Le système de fichier FAT32 ne spécifiant aucun droit, nous devons les lui spécifier lors du montage. Il faut alors indiquer à mount la valeur de umask adéquate grâce à l'option homonyme :

sudo mount -o umask=0 /dev/hda7 /mnt/win_d

Cette méthode a un inconvénient : les autorisations en exécution sont nécessaires pour les répertoires mais pénibles pour les fichiers. On peut alors préciser un umask pour chacun d'eux :

sudo mount -o fmask=111 -o dmask=0 /dev/hda7 /mnt/win_d

Vous pouvez également restreindre les droits en montant le système de fichier en lecture seule (c'est-à-dire avec aucun droit en écriture). L'option -o umask=0222 est alors toute indiquée.

Options

Il existe de nombreuses options pour la commande mount, mais en voici quelques unes pouvant être utile dans une utilisations courante :

Label : Une partition peut recevoir un label (un nom), grâce à des applications comme GParted ou GNOME Disques. Dans ce cas, on peut faire un montage par le label (grâce à l'option -L). Si /dev/sda2 a pour nom Bazar, on fera donc :

sudo mount -L Bazar /mnt/bazar

Par contre pas de démontage par le label, donc démontage classique :

sudo umount /mnt/bazar

Lecture seule : pour éviter les erreurs, vous pouvez souhaitez que la partition ne soit accessible qu'en lecture, mais pas en écriture (donc sans modification / suppression des fichiers).
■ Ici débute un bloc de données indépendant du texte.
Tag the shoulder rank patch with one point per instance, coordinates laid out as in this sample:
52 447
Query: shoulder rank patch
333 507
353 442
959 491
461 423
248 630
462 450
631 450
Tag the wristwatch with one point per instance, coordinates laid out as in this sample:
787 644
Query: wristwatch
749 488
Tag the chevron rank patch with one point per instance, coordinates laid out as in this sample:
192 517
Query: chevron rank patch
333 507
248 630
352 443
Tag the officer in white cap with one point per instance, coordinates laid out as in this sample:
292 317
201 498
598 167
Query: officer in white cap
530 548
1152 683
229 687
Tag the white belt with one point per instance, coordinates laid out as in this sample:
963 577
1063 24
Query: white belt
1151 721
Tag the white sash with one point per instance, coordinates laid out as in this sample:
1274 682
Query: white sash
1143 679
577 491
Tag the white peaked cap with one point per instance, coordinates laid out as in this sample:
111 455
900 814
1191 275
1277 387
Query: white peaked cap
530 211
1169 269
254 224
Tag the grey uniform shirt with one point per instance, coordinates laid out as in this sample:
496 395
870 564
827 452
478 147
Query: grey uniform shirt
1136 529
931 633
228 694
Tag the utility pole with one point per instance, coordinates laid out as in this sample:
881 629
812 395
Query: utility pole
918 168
C'est l'option -r (read) :

sudo mount -rL Bazar /mnt/bazar

ou

sudo mount -r /dev/sda2 /mnt/bazar
NTFS : Depuis ubuntu 22.04, le pilote NTFS est inclut nativement. Il est mal appelé par udisksctl, il faut donc préférer la commande mount :
 sudo mount -t ntfs3 /dev/sdXN /media/sdXN 

L'option -t permet de préciser le système de fichier à monter (ici le NTFS). Ce n'est pas strictement indispensable (normalement mount reconnaît le système de fichier monté), mais c'est une précaution utile.

Autres options

D'autres options peuvent être spécifiées au montage.
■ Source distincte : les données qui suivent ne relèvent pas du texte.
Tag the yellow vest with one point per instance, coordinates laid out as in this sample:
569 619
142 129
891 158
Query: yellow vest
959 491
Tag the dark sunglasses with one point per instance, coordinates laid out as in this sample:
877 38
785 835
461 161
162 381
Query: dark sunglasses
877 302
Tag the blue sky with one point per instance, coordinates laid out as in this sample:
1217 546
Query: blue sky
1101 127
Les options sont communes à la colonne <option> du fichier /etc/fstab et à d'autres méthodes de montage. Elles sont donc listées dans le chapitre Options de montage.

Ces options peuvent être spécifiées à la suite de mount, en paramètre de -o. Par exemple :

mount -t vfat -o rw,user,umask=022,uid=1000 /dev/sdc3 /mnt/stock

Les options disponibles doivent être séparées par une virgule , sans espace, et permettent une utilisation avancée du système.

L'option default est inutile avec mount : il suffit de ne pas renseigner -o ni d'option du tout (voir note de bas de page sur Options de montage.